The ISEN group is a member of the conférence des grandes écoles (CGE). The ISEN provides an engineering degree certified by the Ministry of Higher Education and Research and accredited by the Commission des Titres d'Ingénieur.

ISEN is in relation with universities all around the world in the field of educational exchange or research activities. Each ISEN student spends at least two months abroad during an educational exchange or an internship. International students are welcome to study in all the subjects offered by ISEN. However, Bachelor's courses are taught in French, and candidates are required to master French at the B2 level at a minimum.

==Research at ISEN==

Research activities are recognized worldwide in all the applications of electronics: control engineering, IT, telecommunications, networking, microelectronics and nanosciences. Currently, research at ISEN consists of more than 150 researchers (30 of them being CNRS) who belong to 8 departments: physics, electronics, micro/nano-electronics, acoustics, computer science, robotics, optoelectronics, and microsystems. Furthermore, ISEN is one of the regulatory authorities of two joint research units, namely IEMN (UMR 8520 - Lille) and IM2NP (UMR 7334 – Marseille).

== Admission ==

Admission to ISEN is possible either after the baccalauréat or after two years of scientific undergraduate studies. This admission is made through a selective examination.

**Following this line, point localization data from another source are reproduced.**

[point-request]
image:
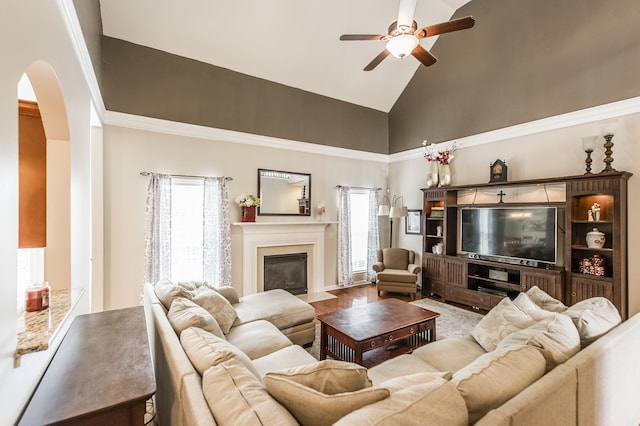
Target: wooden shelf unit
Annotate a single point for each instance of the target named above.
(467, 280)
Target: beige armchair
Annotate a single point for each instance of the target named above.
(396, 271)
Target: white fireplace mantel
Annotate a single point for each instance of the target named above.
(257, 235)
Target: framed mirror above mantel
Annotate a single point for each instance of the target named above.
(284, 193)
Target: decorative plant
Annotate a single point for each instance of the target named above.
(445, 156)
(430, 153)
(441, 156)
(247, 200)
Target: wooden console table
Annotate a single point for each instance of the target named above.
(101, 374)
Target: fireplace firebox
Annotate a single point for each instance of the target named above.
(287, 272)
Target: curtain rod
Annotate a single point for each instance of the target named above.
(185, 176)
(358, 187)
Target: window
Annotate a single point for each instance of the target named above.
(359, 229)
(186, 230)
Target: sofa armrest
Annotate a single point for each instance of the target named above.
(378, 266)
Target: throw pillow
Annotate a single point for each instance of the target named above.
(184, 314)
(191, 285)
(505, 318)
(217, 306)
(525, 304)
(593, 318)
(328, 376)
(205, 350)
(229, 293)
(167, 290)
(556, 337)
(327, 399)
(236, 397)
(544, 300)
(434, 402)
(496, 377)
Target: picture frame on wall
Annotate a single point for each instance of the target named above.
(413, 222)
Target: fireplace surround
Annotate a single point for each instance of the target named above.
(271, 238)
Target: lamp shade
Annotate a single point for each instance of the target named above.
(398, 211)
(402, 45)
(383, 210)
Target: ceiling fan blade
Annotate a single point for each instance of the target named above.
(376, 61)
(446, 27)
(354, 37)
(424, 56)
(406, 10)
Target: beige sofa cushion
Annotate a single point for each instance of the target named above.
(205, 350)
(505, 318)
(257, 338)
(279, 307)
(217, 306)
(450, 354)
(166, 290)
(399, 366)
(184, 314)
(593, 318)
(289, 357)
(321, 393)
(525, 304)
(415, 400)
(496, 377)
(228, 293)
(544, 300)
(556, 337)
(236, 397)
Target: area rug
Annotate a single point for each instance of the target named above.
(452, 322)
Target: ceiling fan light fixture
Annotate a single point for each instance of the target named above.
(402, 45)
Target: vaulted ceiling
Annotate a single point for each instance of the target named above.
(291, 42)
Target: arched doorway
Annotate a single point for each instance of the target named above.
(47, 258)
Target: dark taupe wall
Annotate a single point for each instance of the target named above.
(524, 60)
(88, 12)
(148, 82)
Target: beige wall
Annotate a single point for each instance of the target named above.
(539, 155)
(127, 152)
(48, 41)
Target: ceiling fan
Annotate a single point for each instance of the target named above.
(403, 38)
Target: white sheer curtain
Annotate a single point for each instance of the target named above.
(216, 241)
(345, 240)
(374, 234)
(157, 253)
(345, 270)
(216, 256)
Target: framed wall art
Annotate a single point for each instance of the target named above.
(413, 222)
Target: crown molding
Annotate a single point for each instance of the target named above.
(191, 130)
(584, 116)
(68, 12)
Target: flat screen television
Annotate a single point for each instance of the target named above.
(510, 234)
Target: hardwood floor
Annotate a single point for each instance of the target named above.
(355, 296)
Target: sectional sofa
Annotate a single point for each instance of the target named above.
(530, 361)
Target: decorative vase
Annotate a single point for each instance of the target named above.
(445, 175)
(595, 239)
(432, 174)
(249, 214)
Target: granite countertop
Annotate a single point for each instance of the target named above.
(36, 329)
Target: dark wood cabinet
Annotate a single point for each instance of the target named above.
(482, 283)
(101, 374)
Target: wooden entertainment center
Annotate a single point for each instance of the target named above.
(481, 282)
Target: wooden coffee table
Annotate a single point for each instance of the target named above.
(372, 333)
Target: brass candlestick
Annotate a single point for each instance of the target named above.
(607, 152)
(588, 145)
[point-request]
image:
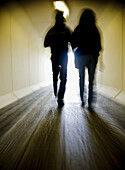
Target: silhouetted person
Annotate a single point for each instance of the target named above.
(86, 44)
(57, 39)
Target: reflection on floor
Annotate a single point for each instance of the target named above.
(37, 135)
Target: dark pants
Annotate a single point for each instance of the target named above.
(59, 71)
(90, 62)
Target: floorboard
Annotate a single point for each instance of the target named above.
(35, 134)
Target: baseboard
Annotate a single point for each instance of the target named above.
(15, 95)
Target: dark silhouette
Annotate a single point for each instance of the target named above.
(86, 44)
(57, 39)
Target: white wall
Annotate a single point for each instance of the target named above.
(22, 62)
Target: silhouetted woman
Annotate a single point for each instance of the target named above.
(86, 44)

There is, however, a further possibility to join the ISEN later on after 2 years of studies in a classe préparatoire aux grandes écoles (CPGE).

== History ==

- 1956 - ISEN is founded by Norbert Ségard
- 1960 - ISEN is accredited by the Commission des Titres d'Ingénieur
- 1991 - ISEN Toulon is founded
- 1994 - ISEN Brest is founded
- 2012 - ISEN Fes is founded
- 2016 - ISEN Nîmes is founded
- 2017 - ISEN Nantes is founded
- 2019 - ISEN Caen is founded

== Alumni ==
The ISEN alumni association AI-ISEN supports the ISEN students in finding an internship, the ISEN graduates, and organizes events. and funding campaigns for the Fondation Norbert Ségard.